Tapi karena besarnya biaya dan beratnya medan maka Rasulullah SAW mengatakan bahwa hanji hanya wajib bagi yang mampu. Yang tidak mampu tidak diwajibkan bersusah payah menunaikan ibadah ini. Ibadah yang menuntut persiapan maal (harta), ruh (keimanan) dan jasad (fisik, badan).
Dari Umar bin Khottob r.a., bahwa Rasulullah SAW bersabda, "Islam adalah engkau bersaksi tiada tuhan melainkan Allah dan sesungguhnya Muhammad adalah Rasul Allah; menegakkan shalat, menunaikan zakat, shaum Ramadhan, dan engkau berhaji ke Baitullah, jika engkau mampu (HR. Muslim).
Dari segi biaya, tidak ada yang memungkiri tingginya biaya menunaikan ibadah haji. Sekitar USD 2.500 - 3.000 harus disiapkan oleh setiap orang yang hendak berhaji. Jika berangkat suami-istri tinggal dikalikan dua saja. Belum termasuk biaya bagi keluarga yang ditinggalkan, biaya bimbingan haji, transportasi dalam mengurus tetek bengek, kain ihrom, bekal pakaian, makanan dan sebagainya.
Yang paling besar dan dianggap sebagai parameter ketidakmampuan adalah ongkos naik haji atau biaya perjalanan ibadah haji (BPIH) yang sekitar USD 2.500 - 3.000 itu. Atau sekitar 25 - 30 juta rupiah itu. (kurs 1 USD = Rp 10.000).

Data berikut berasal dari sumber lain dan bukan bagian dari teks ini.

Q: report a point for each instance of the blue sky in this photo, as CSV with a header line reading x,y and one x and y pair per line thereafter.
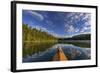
x,y
59,24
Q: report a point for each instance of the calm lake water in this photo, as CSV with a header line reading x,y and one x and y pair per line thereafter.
x,y
41,52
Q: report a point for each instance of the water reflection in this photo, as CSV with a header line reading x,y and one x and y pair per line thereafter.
x,y
41,52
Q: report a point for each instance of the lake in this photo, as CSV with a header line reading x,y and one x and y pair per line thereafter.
x,y
45,51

Maka tak heran jika kita sering mendengar dialog seperti ini:
"Enak ya, bisa naik haji."
"Pengen naik haji?"
"Tentu, dong."
"Kapan berangkat?"
"Yaaa... saya kan cuma buruh. Nanti kali, kalau dapat rejeki nomplok."

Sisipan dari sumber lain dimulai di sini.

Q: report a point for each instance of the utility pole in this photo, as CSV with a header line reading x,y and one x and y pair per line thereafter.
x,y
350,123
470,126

Ya, bagi seorang buruh yang sudah berkeluarga dengan kerja full lembur yang hanya mendapatkan 3-4 juta per bulan, pergi haji bagi pungguk merindukan bulan.Maka pergi haji ke tanah suci sering hanya menjadi sekedar niat suci saja.

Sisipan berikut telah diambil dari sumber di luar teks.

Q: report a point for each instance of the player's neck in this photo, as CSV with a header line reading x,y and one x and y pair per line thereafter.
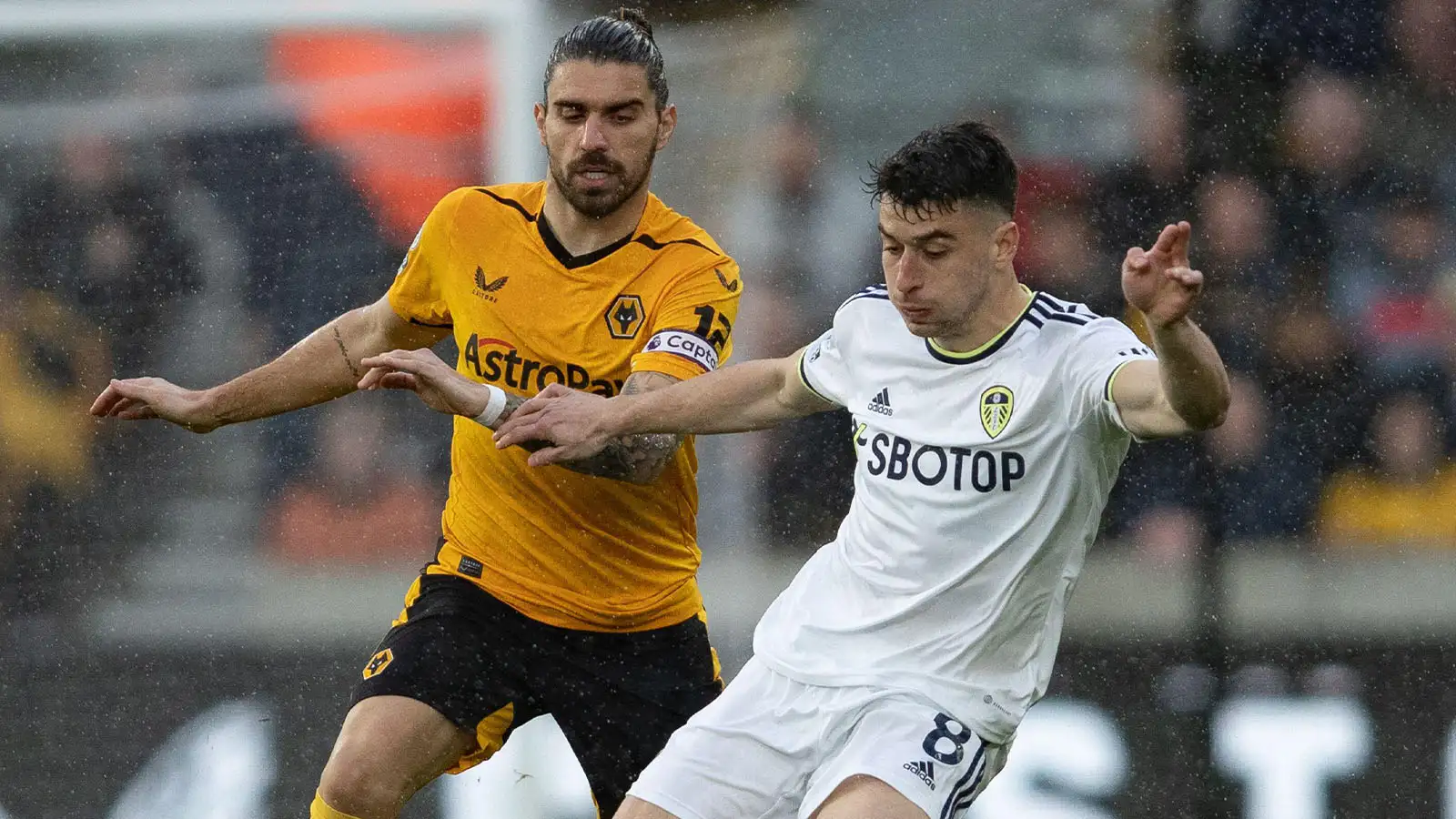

Demikian juga yang saya alami. Niat dan kemauan sudah ada sejak 15 tahun yang lalu. Tapi rejeki nomplok tak kunjung datang. Bahkan dengan perhitungan saya seakan tak mungkin bisa pergi haji. Untuk nafkah keluarga yang terdiri dari satu istri dan empat anak, gaji jadi pas-pasan terus. Paling-paling tambahannya hanya THR yang habis untuk biaya mudik. Bonus tahunan tak kunjung ada. Ketika pindah kerja, bonus tahunan nilainya cuma sekali gaji. Sementara daftar pengeluaran sudah menunggu untuk direalisasikan. Warisan? Nggak ada. Makanya yang ada hanya pasrah. Menunggu panggilan Nabi Ibrahim. Paling banter minta do'a kepada tetangga yang berangkat haji, agar nama saya dipanggil agar bisa segera menyusul ke sana. [hj].